Tapi, dia tahu, pasti ibunya akan berkeberatan. Seperti biasanya, sebelum berangkat ke supermarket dia sudah berjanji tidak akan meminta apapun selain yang sudah disetujui untuk dibeli. Dan tadi ibunya sudah menyetujui untuk memberlikannya kaos kaki berenda yang cantik.
Namun karena kalung itu sangat indah, diberanikannya bertanya, "Ibu, bolehkah Annisa memiliki kalung ini?" Ibu boleh kembalikan kaos kaki yang tadi.."
Sang Bunda dengan segera mengambil kotak kalung dari tangan Annisa. Dibaliknya tertera harga Rp. 15.000,-. Dilihatnya mata Annisa yang memandang dengan penuh harap dan cemas. Sebenarnya dia bisa saja langsung membelikan kalung itu, namun ia tak mau bersikap tidak konsisten.
"Oke... Annisa, kamu boleh memiliki kalung ini. Tapi kembalikan kaos kaki yang kau pilih tadi. Dan karena harga kalung ini lebih mahal dari kaos kaki itu, Ibu akan potong uang tabunganmu untuk minggu depan, setuju..??"

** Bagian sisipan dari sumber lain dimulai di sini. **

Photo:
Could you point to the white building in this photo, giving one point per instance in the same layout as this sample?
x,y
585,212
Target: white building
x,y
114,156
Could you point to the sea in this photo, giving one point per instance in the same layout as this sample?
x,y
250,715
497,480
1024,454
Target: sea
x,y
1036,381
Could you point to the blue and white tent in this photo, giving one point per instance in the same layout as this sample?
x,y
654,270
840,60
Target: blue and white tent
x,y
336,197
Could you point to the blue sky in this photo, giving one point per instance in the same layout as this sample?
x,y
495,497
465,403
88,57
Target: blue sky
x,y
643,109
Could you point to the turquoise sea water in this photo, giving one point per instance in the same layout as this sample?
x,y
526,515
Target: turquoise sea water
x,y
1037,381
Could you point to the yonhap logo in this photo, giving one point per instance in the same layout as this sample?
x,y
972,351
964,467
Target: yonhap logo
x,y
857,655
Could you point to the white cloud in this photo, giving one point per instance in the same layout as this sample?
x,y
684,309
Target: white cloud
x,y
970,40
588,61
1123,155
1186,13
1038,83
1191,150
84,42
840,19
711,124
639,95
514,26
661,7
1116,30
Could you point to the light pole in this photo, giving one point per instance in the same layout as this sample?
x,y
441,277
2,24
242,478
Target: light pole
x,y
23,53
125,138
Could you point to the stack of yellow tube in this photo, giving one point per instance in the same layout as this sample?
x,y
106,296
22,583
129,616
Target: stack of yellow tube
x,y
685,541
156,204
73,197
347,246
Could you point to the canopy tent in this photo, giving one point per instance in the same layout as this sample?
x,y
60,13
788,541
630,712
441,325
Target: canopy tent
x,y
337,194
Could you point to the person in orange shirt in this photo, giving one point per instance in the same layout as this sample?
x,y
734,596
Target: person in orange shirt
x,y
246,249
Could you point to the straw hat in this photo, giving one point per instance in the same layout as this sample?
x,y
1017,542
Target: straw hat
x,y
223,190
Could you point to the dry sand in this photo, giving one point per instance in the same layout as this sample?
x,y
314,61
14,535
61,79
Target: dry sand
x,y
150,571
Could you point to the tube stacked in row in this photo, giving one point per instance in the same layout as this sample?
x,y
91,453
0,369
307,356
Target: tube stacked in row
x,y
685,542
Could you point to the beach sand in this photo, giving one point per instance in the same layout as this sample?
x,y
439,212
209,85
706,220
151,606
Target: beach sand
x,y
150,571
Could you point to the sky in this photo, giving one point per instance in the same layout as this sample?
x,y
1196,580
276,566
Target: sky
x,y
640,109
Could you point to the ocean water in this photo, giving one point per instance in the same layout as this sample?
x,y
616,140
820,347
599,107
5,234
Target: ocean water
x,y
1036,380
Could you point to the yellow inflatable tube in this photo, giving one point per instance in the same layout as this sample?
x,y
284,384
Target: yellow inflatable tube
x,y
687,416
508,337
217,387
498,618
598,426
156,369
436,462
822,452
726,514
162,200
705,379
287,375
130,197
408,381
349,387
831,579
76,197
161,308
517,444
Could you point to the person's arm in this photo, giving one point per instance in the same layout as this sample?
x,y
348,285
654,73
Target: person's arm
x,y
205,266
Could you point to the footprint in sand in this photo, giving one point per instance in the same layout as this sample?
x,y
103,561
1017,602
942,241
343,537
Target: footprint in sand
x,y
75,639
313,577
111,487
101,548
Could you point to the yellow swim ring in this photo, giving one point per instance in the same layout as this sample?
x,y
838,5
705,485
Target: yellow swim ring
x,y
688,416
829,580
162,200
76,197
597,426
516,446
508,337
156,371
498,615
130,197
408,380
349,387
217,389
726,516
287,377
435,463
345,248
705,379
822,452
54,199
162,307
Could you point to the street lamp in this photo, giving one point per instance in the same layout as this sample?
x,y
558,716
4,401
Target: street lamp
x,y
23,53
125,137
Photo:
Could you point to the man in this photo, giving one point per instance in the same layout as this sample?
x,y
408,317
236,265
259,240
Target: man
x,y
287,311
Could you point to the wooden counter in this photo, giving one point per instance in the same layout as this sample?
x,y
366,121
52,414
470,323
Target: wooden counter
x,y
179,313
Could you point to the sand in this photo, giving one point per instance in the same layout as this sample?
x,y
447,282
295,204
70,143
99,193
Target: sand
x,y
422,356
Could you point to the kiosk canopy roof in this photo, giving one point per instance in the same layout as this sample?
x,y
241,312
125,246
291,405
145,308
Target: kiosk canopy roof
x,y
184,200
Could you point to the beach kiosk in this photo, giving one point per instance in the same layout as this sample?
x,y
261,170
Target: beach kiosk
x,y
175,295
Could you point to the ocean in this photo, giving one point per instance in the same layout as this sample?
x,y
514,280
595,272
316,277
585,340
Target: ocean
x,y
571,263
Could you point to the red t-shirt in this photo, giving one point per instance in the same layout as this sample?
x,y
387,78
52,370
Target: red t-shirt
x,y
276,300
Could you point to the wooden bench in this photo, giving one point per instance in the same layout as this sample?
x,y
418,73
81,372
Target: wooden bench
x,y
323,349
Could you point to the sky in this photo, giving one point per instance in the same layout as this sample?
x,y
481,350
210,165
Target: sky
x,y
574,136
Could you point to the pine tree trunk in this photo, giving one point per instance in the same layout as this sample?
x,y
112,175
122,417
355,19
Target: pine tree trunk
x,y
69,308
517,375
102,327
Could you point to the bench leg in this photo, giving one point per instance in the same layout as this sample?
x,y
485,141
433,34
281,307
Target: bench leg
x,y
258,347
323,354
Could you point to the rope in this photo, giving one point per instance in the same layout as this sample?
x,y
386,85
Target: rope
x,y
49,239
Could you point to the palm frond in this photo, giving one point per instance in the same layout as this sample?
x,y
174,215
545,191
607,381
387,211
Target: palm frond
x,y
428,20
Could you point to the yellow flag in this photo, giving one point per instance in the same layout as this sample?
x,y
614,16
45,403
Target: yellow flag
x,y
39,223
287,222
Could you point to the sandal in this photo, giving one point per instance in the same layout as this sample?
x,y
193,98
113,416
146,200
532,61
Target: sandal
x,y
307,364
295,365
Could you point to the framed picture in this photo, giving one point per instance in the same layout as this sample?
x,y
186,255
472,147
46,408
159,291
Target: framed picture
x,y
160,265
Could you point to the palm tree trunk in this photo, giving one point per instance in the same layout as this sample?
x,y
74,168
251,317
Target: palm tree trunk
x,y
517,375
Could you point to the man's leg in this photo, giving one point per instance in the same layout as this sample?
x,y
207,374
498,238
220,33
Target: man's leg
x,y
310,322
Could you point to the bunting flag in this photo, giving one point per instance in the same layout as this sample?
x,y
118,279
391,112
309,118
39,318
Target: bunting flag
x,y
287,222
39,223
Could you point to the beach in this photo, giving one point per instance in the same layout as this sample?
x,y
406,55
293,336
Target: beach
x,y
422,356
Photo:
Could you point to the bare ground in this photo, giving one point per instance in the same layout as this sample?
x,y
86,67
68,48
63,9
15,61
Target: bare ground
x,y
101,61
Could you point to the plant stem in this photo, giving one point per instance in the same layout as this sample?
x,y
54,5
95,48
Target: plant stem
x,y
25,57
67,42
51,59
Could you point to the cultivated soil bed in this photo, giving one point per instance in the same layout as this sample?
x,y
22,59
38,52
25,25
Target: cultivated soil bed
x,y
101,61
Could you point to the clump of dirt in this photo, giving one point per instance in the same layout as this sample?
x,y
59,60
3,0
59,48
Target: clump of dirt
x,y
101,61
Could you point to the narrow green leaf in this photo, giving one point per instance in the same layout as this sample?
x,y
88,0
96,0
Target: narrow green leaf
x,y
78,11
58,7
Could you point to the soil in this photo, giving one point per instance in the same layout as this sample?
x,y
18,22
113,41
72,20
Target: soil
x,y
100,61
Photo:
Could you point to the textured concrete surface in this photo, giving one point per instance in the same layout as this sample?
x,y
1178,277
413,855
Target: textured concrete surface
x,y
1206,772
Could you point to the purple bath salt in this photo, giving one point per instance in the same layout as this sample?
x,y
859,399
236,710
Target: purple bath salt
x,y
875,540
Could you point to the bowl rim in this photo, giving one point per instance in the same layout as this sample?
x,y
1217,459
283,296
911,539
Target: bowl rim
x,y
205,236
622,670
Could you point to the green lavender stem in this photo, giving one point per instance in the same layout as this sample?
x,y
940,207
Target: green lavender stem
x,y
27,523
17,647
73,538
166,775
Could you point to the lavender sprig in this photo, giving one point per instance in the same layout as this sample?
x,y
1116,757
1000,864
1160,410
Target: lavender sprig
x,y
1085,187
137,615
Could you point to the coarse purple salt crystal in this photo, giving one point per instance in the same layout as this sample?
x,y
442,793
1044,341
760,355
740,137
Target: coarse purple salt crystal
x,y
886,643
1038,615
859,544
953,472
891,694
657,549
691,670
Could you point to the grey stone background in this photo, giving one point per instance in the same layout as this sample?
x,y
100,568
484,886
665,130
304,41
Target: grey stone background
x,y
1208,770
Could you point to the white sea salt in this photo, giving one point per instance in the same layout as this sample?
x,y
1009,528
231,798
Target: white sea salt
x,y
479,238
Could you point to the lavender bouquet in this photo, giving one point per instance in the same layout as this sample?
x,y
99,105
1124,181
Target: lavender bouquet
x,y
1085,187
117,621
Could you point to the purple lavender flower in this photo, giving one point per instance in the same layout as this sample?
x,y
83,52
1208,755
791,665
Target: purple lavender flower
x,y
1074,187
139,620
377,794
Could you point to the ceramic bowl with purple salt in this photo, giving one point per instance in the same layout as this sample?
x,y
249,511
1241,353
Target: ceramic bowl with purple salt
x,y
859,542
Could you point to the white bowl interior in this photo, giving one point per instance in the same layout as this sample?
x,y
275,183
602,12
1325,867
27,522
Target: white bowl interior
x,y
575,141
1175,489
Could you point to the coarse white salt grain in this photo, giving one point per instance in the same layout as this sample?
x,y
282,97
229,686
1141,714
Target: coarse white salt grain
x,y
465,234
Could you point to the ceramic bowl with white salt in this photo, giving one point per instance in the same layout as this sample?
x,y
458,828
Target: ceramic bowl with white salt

Annisa mengangguk lega dan segera berlari riang mengembalikan kaos kaki ke raknya. "Terima kasih Ibu.." Annisa sangat menyukai dan menyayangi kalungmutiaranya. Menurutnya, kalung itu membuatnya nampak cantik dan dewasa. Dia merasa secantik Ibunya. Kalung itu tak pernah lepas dari lehernya, bahkan ketika tidur. Kalung itu hanya dilepasnya jika dia mandi atau berenang. Sebab, kata ibunya, jika basah, kalung itu akan rusak dan membuat lehernya menjadi hijau.
Setiap malam sebelum tidur, Ayah Annisa akan membacakan cerita pengantar tidur. Pada suatu malam, ketika selesai membacakan sebuah cerita, Ayah bertanya: "Annisa.. Annisa sayang nggak sama Ayah?"
"Tentu dong.. Ayah pasti tahu kalau Annisa sayang Ayah!"
"Kalau begitu, berikan kepada Ayah kalung mutiaramu itu.."
"Yaaa.. jangan dong Ayah! Ayah boleh ambil "si Ratu" boneka kuda dari nenek! Itu kesayanganku juga"
"Ya sudahlah sayang.. nggak apa-apa!" Ayah mencium pipi Annisa sebelum keluar dari kamar Annisa.Kira-kira seminggu berikutnya, setelah selesai membacakan cerita, ayah bertanya lagi: "Annisa.. Annisa sayang nggak sih, sama Ayah?"
"Ayah.. Ayah khan tahu kalau Annisa sayang sekali sama Ayah.."
"Kalau begitu, berikan pada Ayah kalung mutiaramu."
"Jangan ayah... Tapi kalau Ayah mau, Ayah boleh ambil boneka barbie ini." Kata Annisa seraya menyerahkan boneka barbie yang selalu menemaninya bermain. Beberapa malam kemudian, ketika Ayah masuk ke kamarnya, Annisa sedang duduk diatas tempat tidurnya. Ketika didekati, Annisa rupanya sedang menangis diam-diam. Kedua tangannya tergenggam diatas pangkuan. Dari matanya, mengalir bulir-bulir air mata membasahi pipinya..
"Ada apa Annisa?"
Tanpa berucap sepatah pun, Anisa membuka tangannya. Didalamnya melingkar cantik kalung mutiara kesayangannya. "Kalau Ayah mau.. ambillah kalung Annisa."
Ayah tersenyum mengerti, diambilnya kalung itu dari tangan mungil Annisa. Kalung itu dimasukkan ke dalam kantong celana. Dan dari kantong yang satunya itu, dikeluarkan sebentuk kalung mutiara putih.. sama cantiknya dengan kalung yang sangat disayangi Annisa.
"Annisa.. ini untuk Annisa. Sama bukan? Memang begitu nampaknya, tapi kalung ini tidak akan membuat lehermu menjadi hijau.
"Ternyata ayah Annisa memberikan kalung mutiara asli untuk menggantikan kalung mutiara imitasi.
Sobat.. demikian pula halnya dengan Tuhan. Terkadang Dia meminta sesuatu dari kita, karena Dia berkenan untuk menggantikannya dengan yang lebih baik. Namun, kadang-kadang kita seperti atau bahkan lebih naif dari Annisa: menggenggam erat sesuatu yang kita anggap amat berharga, dan oleh karenanya kita menjadi tidak ikhlas bila harus kehilangan.